Excited to see AI integrations into more non-text-related applications (coding, spreadsheets, proofreading etc). As someone who only occasionally needs to edit videos for product / feature reels, I'd happily ask an AI to "sync the narration to the video, cut away irrelevant footage, and add transitions". The convenience of being able to automate simple, repeatable tasks in creative software via ai is something that gets overshadowed a lot by the agentic coding discussions. I can only imagine the nightmare it would be for a tool like Premier to integrate effective ai features, so new ai-in-mind tools really feel like a necessity.
Great website and good luck!
Impressive UI. I assume you must be doing some kind of RAG + audio/video transcription on all the media. What's RAG architecture did you go with?

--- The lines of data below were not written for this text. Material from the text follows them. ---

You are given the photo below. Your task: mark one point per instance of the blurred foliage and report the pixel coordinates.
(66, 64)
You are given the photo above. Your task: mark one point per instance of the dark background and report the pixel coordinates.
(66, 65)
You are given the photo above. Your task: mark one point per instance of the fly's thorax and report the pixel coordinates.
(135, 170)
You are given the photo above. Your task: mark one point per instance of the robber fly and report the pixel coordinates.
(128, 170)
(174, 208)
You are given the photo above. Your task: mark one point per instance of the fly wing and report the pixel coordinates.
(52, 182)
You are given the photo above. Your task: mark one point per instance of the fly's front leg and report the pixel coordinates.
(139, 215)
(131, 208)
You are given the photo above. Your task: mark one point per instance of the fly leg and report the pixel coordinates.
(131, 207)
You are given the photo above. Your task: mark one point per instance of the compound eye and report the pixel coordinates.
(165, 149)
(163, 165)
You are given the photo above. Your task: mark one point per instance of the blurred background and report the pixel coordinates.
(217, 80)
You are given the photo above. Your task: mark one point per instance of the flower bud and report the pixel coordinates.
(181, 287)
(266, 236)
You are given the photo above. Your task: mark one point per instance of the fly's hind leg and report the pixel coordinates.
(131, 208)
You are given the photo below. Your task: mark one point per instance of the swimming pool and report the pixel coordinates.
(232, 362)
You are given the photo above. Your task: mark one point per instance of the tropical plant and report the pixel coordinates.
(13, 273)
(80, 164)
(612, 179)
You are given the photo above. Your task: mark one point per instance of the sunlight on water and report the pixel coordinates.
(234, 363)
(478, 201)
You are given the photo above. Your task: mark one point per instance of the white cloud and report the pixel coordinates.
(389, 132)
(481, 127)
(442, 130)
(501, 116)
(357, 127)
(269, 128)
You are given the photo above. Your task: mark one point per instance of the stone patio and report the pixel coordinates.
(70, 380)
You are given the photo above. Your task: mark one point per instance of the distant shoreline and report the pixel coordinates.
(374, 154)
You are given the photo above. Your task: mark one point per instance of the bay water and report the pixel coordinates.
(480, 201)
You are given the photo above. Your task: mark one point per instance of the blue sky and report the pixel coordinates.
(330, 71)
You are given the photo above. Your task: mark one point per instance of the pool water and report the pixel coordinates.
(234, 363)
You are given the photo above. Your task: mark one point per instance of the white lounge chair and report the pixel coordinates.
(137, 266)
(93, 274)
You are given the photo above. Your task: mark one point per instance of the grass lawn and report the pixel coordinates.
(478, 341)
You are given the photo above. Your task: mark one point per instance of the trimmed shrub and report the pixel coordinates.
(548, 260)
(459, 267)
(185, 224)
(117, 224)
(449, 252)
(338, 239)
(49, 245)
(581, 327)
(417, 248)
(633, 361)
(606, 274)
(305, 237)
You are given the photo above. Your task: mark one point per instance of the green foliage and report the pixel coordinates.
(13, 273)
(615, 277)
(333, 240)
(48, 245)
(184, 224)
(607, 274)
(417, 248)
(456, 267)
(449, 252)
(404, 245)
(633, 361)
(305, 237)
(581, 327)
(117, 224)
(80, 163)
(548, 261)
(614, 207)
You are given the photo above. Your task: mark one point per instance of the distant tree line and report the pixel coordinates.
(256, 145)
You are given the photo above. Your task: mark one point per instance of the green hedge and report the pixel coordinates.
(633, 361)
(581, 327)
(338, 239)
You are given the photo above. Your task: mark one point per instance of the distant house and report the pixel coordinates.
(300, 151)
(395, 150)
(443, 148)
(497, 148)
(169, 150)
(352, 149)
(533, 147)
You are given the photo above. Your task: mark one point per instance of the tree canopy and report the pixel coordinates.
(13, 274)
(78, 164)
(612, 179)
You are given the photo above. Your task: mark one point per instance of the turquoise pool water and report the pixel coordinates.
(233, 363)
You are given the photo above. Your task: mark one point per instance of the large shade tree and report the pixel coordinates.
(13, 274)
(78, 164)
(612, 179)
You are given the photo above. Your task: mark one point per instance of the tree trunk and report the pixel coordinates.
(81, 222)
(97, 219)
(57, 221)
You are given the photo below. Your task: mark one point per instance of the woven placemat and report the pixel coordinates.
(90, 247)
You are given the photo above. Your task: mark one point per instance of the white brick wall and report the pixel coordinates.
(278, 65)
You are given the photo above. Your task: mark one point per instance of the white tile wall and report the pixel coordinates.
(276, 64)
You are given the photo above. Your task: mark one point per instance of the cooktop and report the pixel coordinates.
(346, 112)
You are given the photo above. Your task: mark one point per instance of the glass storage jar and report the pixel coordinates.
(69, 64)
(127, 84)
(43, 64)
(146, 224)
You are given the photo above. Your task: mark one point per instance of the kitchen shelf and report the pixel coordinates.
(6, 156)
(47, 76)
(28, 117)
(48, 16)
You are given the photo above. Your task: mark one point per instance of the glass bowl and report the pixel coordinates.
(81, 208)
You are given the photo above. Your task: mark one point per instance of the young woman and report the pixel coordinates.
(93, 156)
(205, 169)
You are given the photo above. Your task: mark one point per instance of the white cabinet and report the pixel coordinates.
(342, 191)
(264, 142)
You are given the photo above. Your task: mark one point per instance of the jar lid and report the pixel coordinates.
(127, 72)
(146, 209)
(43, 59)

Very cool idea. If your product is about video, please fix your video players. I cannot even seek on my touch screen.
Who do you think your target customer is? Curious to know if you think the money is in short form, traditional YouTube videos, or even movie studios one day.
Great website btw. The onboarding was very pleasing
The 10gb file size is going to be limiting for anyone shooting prores or raw.
We use Cardboard at Vulnetic and it is an incredible product. The founders are easily accessible, and it has definitely made it easier to film feature update videos. I can't recommend them enough.
> We built a custom hardware-accelerated renderer on WebCodecs / WebGL2, there’s no server-side rendering, no plugins, everything runs in your browser (client-side).
Aight imma head out. Holy moly.
$60...eh
Wow! congrats on the launch guys. client-side rendering is incredible, really. I saw your product somewhere and have it as an open tab in my chrome for ~2 weeks :D
I also saw another YC company, Mosaic, doing something similar. But your approach of chat-based editing is a lot closer to what I'm building. Shameless plug: I'm also working on a chat-based media processor. https://chatoctopus.com
But you guys are way ahead! will be looking at you for inspiration.